生体への薬剤作用機構解明へ新たな手法
東京医科歯科大学大学院医歯学総合研究科・寺田純雄教授と川岸将彦助教の研究グループは、東京農工大学大学院工学研究院・三沢和彦教授ら、ワイヤード株式会社との共同研究で、固定したマウス眼球角膜に投与した低分子化合物の濃度分布測定に成功した。
背景
医療現場で使用される薬剤や、基礎科学研究において使用される低分子生理活性物質の、分子レベルの作用機構を解明する上で、その物質が機能を発揮する際に、細胞内のどこでどのように存在しているかが重要な情報となる。
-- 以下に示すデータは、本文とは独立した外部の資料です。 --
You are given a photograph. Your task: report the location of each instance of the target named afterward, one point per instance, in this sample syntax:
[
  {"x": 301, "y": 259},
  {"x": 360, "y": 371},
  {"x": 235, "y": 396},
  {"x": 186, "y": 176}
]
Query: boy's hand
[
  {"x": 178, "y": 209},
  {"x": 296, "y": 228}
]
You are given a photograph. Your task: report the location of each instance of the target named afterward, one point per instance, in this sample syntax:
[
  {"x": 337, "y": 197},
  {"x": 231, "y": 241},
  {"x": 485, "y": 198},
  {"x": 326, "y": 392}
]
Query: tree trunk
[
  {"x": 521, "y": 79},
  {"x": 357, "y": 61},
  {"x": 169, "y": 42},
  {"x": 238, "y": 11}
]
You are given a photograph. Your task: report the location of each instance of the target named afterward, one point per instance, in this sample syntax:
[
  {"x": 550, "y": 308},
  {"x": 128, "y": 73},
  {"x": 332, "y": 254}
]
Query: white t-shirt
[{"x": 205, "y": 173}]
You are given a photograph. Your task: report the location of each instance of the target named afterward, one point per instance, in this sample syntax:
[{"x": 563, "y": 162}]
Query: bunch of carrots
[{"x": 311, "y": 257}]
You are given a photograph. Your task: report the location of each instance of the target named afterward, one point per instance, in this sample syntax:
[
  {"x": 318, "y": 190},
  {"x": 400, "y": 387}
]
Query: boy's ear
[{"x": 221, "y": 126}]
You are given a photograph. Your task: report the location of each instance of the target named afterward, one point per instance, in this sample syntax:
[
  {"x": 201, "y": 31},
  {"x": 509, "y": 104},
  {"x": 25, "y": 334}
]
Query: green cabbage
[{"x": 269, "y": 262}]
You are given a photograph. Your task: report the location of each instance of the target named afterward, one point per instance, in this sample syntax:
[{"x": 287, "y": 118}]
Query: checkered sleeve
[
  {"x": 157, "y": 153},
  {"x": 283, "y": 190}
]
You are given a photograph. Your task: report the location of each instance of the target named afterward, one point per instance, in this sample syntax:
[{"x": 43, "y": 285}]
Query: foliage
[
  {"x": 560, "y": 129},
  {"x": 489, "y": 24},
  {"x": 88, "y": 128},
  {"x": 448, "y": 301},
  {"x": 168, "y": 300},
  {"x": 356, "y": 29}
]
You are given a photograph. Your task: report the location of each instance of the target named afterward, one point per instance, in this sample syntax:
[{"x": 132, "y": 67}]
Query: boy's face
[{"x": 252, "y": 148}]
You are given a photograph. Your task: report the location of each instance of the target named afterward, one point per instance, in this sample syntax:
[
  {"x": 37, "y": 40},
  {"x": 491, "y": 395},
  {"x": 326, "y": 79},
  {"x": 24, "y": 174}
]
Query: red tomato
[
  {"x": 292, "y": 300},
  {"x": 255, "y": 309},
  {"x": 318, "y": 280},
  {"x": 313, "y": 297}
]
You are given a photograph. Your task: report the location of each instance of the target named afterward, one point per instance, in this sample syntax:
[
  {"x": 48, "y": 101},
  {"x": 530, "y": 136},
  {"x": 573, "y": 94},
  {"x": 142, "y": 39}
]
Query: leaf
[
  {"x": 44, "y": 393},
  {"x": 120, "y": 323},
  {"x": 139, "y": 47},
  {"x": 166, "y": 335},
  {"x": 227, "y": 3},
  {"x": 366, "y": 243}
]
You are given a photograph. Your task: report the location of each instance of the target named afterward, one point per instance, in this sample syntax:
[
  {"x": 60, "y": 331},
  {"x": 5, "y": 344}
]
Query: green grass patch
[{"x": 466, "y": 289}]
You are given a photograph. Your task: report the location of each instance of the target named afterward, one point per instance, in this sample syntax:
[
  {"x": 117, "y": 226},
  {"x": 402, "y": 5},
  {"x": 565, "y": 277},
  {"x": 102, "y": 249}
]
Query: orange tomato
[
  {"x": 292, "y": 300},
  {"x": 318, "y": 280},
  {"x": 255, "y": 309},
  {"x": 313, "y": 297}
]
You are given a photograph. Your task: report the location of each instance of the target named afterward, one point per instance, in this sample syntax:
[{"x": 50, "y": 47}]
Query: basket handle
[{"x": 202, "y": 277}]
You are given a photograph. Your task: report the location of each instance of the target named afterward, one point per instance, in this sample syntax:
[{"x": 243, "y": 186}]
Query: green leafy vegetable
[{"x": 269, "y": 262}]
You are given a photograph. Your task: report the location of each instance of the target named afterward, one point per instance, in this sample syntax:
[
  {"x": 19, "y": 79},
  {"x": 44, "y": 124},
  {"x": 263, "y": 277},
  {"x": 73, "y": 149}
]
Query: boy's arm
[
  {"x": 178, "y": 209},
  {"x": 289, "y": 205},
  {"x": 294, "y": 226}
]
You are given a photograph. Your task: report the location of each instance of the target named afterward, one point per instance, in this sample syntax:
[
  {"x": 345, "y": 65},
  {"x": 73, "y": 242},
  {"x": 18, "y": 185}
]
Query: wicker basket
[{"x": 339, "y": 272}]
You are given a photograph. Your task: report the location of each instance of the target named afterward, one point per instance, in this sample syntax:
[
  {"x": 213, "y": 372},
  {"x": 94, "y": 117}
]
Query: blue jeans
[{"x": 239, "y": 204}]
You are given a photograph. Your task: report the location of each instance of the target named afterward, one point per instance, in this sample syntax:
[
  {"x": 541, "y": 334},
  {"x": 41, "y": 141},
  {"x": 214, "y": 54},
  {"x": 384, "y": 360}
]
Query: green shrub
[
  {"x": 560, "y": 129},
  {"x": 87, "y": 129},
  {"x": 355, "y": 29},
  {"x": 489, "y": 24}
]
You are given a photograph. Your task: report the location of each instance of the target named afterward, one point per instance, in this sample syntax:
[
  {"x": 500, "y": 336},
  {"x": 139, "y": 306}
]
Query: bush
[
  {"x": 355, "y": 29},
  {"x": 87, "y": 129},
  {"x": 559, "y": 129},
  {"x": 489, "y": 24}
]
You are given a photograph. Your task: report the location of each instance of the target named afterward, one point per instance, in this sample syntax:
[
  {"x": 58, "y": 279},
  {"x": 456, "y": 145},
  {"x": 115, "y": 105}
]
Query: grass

現在、薬剤の局在、動態を調べる方法は各種存在するが、抽出や合成が困難、長い測定時間が必要、比較的容易な測定法も感度不足など、低分子化合物の局在を感度よく、かつ刻々と変化していく様子を、時間を追って測定する方法は確立していない。目印なしで特定の低分子化合物が生体組織内のどこにどの程度分布するか、検出する方法の実現が望まれてきた。
研究成果と今後への期待
今回の研究では、位相制御コヒーレントラマン顕微鏡のプロトタイプ機を利用し、時間分解法と組み合わせることにより、従来は困難だった低周波数領域の分子振動スペクトルを高感度で検出することが可能になった。
生体組織内での低分子化合物薬剤測定のモデルケースとして、市販の眼科用薬などに比較的多く添加されるアミノ酸類似化合物であるタウリンを使用し、マウス眼球角膜中のタウリン濃度分布を検出することに成功した。
今回の研究により、低分子化合物の濃度分布を、組織内でそのまま測定する新しい方法を開発し、薬剤が生体組織内で局所的に存在する様子を測定する方法への道が開かれた。このことで、将来的に、薬剤の作用機構の解明と新しい治療薬開発への応用が期待できる。